O advogado Marcos Espínola, que defende quatro dos dez PMs, afirmou que as provas contra os acusados são frágeis. "A polícia quis dar uma satisfação à opinião pública. Tenho certeza de que a fragilidade das provas resultará na absolvição dos policiais pela Justiça."
O inquérito, presidido por Rivaldo Barbosa, titular da Divisão de Homicídios, tem 2 mil páginas e o relatório final, 180. Além dos depoimentos de 50 testemunhas, escutas telefônicas foram usadas. "A denúncia deve ser distribuída no máximo até sexta (amanhã) pelos crimes de tortura seguida de morte, ocultação de cadáver e fraude processual", disse o promotor Homero das Neves Freitas Filho. Ele avalia a conduta de cada um dos acusados, mas deve concordar com os pedidos de prisão.
Amarildo desapareceu depois de ter sido levado à sede da UPP supostamente para averiguação. Segundo o relatório, a PM deteve o pedreiro em busca de informações sobre traficantes. Os PMs teriam torturado Amarildo para tentar obter informações sobre um paiol de armas do tráfico.
O relatório sustenta que Amarildo não era associado ao tráfico, mas tinha conhecimento do que acontecia por morar ao lado de uma boca de fumo e atuar como churrasqueiro de traficantes. No início da investigação, o delegado Ruchester Marreiros, então adjunto da 15.ª DP, tentou associar Amarildo à quadrilha e relatou que ele teria sido morto por traficantes.
Tortura
"Não existe prova direta da tortura do Amarildo. Há provas indiciárias e depoimentos de testemunhas que dizem que era hábito a prática de tortura na UPP, com choque, saco na cabeça, pancadaria.
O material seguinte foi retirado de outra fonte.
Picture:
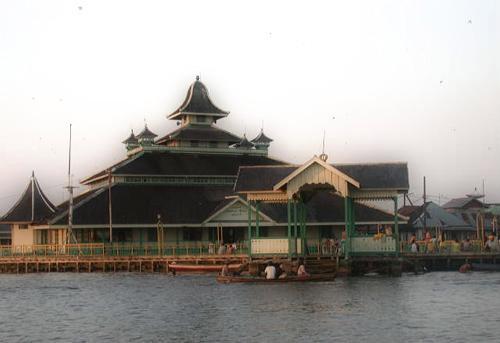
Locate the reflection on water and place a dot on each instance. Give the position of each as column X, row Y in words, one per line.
column 130, row 307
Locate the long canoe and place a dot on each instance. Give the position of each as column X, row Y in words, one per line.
column 253, row 279
column 485, row 267
column 208, row 268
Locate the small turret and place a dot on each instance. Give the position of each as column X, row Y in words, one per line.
column 146, row 137
column 131, row 142
column 262, row 142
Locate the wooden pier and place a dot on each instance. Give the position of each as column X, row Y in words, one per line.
column 88, row 264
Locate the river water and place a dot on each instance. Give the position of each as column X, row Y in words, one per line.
column 125, row 307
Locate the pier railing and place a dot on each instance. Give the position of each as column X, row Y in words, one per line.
column 117, row 249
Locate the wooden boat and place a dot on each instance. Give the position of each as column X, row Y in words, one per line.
column 253, row 279
column 200, row 268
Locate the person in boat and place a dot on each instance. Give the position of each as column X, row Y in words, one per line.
column 270, row 271
column 282, row 274
column 301, row 271
column 225, row 270
column 414, row 247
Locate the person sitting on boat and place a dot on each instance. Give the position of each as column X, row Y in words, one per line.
column 282, row 274
column 301, row 271
column 270, row 271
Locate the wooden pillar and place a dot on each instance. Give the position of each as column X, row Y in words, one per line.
column 249, row 228
column 257, row 223
column 289, row 215
column 347, row 221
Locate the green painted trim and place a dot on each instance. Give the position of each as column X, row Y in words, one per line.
column 289, row 233
column 249, row 227
column 257, row 226
column 396, row 225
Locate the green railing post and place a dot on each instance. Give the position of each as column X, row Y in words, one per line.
column 289, row 216
column 249, row 228
column 347, row 221
column 396, row 225
column 257, row 223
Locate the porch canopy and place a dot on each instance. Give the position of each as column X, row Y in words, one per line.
column 294, row 185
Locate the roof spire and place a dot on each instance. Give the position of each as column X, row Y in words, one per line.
column 323, row 156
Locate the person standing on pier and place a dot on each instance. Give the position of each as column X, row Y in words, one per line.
column 270, row 271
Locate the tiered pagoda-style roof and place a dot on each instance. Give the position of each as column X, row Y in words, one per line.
column 132, row 141
column 244, row 143
column 32, row 207
column 198, row 102
column 146, row 137
column 193, row 132
column 261, row 141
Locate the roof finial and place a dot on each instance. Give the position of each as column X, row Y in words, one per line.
column 323, row 156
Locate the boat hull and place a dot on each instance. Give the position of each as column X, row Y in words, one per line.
column 249, row 279
column 201, row 268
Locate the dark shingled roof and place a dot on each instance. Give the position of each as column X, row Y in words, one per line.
column 261, row 178
column 32, row 207
column 463, row 202
column 132, row 139
column 142, row 204
column 261, row 138
column 382, row 176
column 198, row 101
column 378, row 175
column 200, row 133
column 244, row 143
column 165, row 163
column 436, row 216
column 146, row 133
column 327, row 207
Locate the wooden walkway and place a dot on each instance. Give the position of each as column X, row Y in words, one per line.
column 88, row 264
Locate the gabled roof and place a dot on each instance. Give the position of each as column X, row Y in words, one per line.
column 146, row 133
column 378, row 175
column 315, row 160
column 369, row 176
column 244, row 143
column 166, row 163
column 141, row 205
column 197, row 101
column 195, row 132
column 462, row 202
column 261, row 138
column 196, row 205
column 32, row 207
column 132, row 139
column 436, row 216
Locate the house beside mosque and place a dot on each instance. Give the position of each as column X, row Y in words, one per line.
column 198, row 181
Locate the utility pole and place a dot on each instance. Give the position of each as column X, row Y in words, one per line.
column 110, row 207
column 424, row 206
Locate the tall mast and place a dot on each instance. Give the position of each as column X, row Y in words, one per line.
column 70, row 191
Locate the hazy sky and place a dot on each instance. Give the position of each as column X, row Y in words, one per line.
column 415, row 81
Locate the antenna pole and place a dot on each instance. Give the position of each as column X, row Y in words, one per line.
column 70, row 191
column 425, row 208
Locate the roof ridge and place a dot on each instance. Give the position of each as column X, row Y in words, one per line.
column 270, row 166
column 367, row 164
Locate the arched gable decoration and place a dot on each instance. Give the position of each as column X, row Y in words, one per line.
column 316, row 172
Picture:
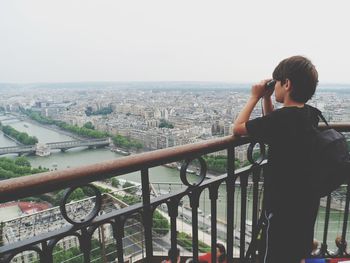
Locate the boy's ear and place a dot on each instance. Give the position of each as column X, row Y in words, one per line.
column 288, row 85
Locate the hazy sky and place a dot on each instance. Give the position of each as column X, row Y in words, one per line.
column 180, row 40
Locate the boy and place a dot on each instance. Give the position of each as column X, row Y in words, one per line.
column 290, row 207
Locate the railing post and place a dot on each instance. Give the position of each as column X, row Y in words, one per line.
column 173, row 213
column 345, row 222
column 147, row 214
column 85, row 245
column 230, row 189
column 213, row 194
column 47, row 253
column 324, row 251
column 256, row 178
column 244, row 183
column 194, row 203
column 118, row 233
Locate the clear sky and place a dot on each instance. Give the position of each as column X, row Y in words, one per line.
column 161, row 40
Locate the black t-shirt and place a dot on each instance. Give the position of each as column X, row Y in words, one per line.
column 287, row 133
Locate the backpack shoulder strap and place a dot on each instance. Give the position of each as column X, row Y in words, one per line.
column 322, row 118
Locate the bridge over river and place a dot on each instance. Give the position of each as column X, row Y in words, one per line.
column 63, row 146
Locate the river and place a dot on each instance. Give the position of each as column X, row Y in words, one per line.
column 83, row 156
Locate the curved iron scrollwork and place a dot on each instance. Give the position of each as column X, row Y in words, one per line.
column 201, row 176
column 93, row 213
column 250, row 153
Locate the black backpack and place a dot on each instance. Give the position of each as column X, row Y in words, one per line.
column 329, row 159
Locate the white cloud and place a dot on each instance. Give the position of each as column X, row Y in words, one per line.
column 241, row 41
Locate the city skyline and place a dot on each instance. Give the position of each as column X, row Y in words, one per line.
column 63, row 41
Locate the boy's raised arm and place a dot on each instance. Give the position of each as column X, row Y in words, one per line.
column 258, row 90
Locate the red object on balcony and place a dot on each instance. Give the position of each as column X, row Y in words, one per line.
column 335, row 260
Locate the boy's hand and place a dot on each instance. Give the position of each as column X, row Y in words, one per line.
column 259, row 90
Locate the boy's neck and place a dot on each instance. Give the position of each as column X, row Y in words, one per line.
column 288, row 102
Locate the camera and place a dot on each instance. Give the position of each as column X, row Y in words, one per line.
column 271, row 84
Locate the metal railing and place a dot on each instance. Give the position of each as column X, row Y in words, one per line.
column 83, row 229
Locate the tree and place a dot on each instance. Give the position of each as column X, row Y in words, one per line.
column 22, row 161
column 115, row 182
column 89, row 125
column 130, row 189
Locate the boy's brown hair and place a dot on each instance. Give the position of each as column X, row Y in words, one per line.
column 301, row 73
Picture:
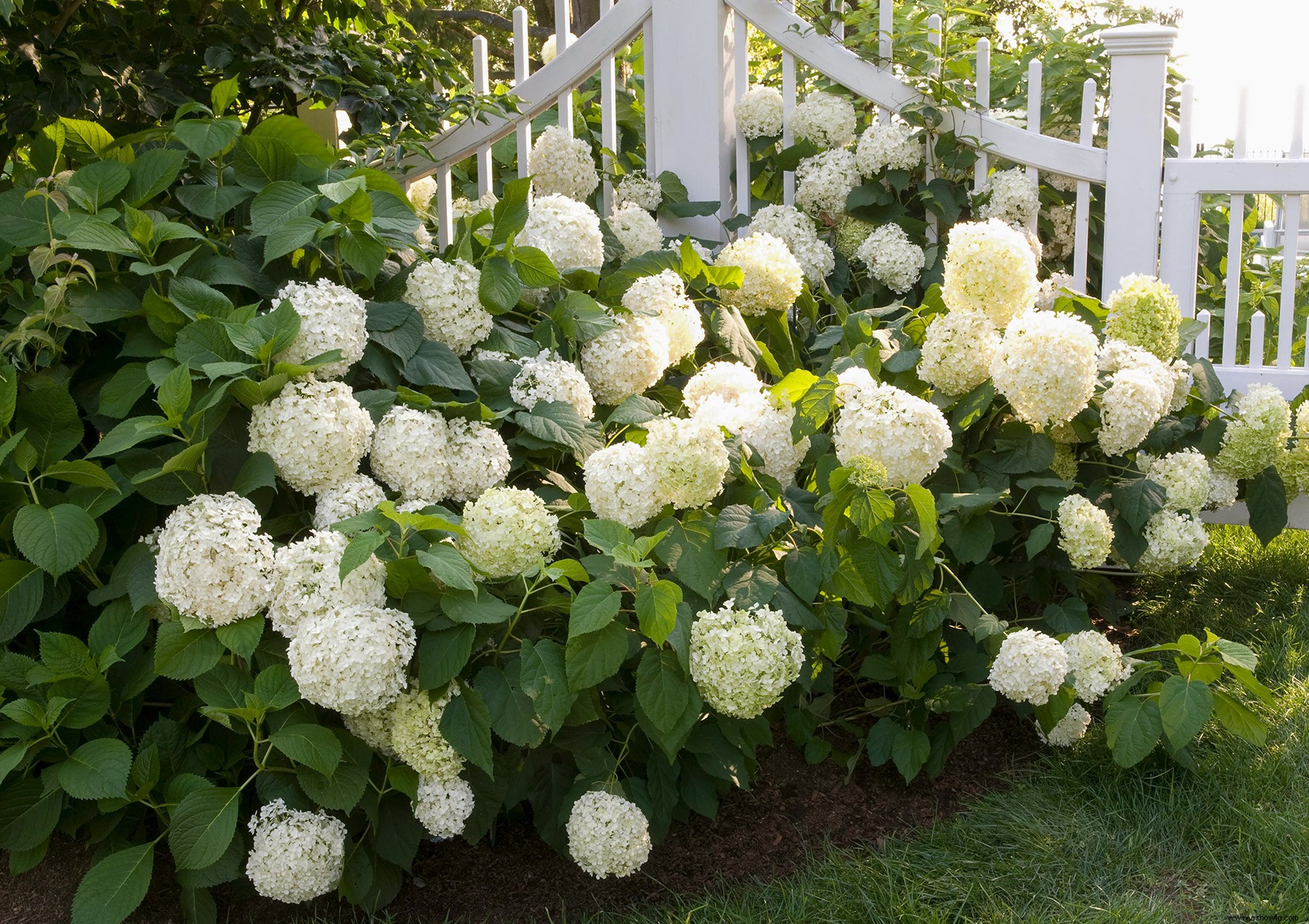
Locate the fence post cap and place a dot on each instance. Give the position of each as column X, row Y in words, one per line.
column 1141, row 38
Supõe-se que ele tenha morrido no parque onde fica a sede da UPP, em resultado de tortura, mas as circunstâncias exatas não vamos saber, a não ser que um deles (PMs) resolva falar.
Com certeza, segundo o relatório, todos (os dez PMs) concorreram para o resultado final", disse o promotor. "Todos cometeram o mesmo crime. Até porque, se o major deu alguma ordem, ordem ilegal não se cumpre."
A saída de Amarildo não foi registrada pelas câmeras de segurança da unidade - a câmera da sede não estava funcionando. A polícia analisou as imagens de 80 câmeras. Ontem, o delegado disse que "há um conjunto de provas testemunhais e de inteligência que levou à convicção" da participação dos dez PMs. Indagado sobre o conteúdo do relatório, esquivou-se.
"Em respeito ao MP e ao Poder Judiciário, que ainda estão apreciando o inquérito, preferimos não falar", disse. Ele afirmou que não foram encontrados vestígios de sangue dentro da UPP. As informações são do jornal O Estado de S. Paulo.